Now in year’s past, the Industry would be anticipating an Objective Forecast in July. No More. This means that as we near the end of the growing season and prepare for harvest, speculation on eventual crop size is going to occur without a historical barometer. This presents risks to both buyers and sellers as we enter the transition period in August with potentially much more weight given to early harvest figures. For now, the community consensus is that the Subjective Forecasts’ 2.7 billion pound projection remains a reasonable expectation, but changes to industry sentiments may be harder to benchmark this year.
Our team is also watching developments in the pistachio market as prices have soared amid lighter crop sizes and the war in Iran. This may motivate some producers to reevaluate their nut mixes or consider substitutions where possible spurring additional interest in almonds.

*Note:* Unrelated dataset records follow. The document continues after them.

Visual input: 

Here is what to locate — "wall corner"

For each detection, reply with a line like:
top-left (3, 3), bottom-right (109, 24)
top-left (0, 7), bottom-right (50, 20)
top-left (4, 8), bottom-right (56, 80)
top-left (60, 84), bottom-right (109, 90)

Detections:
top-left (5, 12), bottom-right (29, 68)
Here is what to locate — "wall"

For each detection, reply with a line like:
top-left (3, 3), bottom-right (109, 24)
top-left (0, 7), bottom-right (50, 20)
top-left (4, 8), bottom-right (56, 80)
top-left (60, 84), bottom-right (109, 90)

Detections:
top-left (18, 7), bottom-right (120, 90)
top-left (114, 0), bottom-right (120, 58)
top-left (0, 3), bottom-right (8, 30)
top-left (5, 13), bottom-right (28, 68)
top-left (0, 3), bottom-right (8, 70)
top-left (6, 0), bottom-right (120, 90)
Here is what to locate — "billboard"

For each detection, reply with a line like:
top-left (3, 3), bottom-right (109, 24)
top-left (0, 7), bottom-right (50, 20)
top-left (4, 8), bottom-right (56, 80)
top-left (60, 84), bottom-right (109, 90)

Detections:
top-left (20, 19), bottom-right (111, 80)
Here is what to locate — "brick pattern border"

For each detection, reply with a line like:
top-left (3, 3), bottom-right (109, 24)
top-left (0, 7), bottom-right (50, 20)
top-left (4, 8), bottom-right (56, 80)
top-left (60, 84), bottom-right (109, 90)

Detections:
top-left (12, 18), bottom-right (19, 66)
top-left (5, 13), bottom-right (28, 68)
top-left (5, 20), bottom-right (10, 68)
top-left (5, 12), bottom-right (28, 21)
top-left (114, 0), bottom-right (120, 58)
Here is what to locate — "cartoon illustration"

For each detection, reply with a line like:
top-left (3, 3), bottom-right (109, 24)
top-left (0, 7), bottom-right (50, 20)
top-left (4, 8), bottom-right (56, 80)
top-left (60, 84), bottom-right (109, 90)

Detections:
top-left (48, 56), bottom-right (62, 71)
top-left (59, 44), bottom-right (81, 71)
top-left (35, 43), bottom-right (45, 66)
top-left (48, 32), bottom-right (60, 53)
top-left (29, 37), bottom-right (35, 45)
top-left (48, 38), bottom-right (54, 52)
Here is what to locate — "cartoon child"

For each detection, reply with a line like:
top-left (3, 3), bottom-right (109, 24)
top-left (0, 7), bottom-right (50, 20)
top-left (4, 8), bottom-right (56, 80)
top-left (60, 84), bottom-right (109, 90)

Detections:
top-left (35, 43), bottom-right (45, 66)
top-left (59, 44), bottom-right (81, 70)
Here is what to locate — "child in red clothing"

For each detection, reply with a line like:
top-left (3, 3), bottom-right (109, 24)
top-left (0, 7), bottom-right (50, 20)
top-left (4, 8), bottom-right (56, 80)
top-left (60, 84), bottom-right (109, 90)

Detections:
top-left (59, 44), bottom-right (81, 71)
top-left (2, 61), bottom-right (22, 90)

A switch to almonds wouldn't happen overnight, but with handlers content with inventory and not expecting a large supply influx come harvest, any added demand could impact pricing. While the EU appears covered in the immediate, the Middle East looks uncovered. Meanwhile, Indian buyers find themselves in an interesting situation. Inventories in California are likely tighter than buyers want to acknowledge at the same time the economic environment locally will likely keep many overly cautious and on the sidelines. This could put added pressure on prompt loads during the transition and early loads to begin harvest as buyers gear up for Diwali. If other markets need to vie for volume during this time, handlers may find premiums for their limited processing capacity. The risk for continued upward price pressure is there.
Looking further ahead, the upcoming 2026 crop will need to supply an second Diwali season with the calendar set to bring an early festive season in 2027. This will apply significant pressures to the inshell market for the upcoming season when supplies coming in are already tight. All eyes are going to be on reports from growers as the season persists and any signs about the upcoming harvest.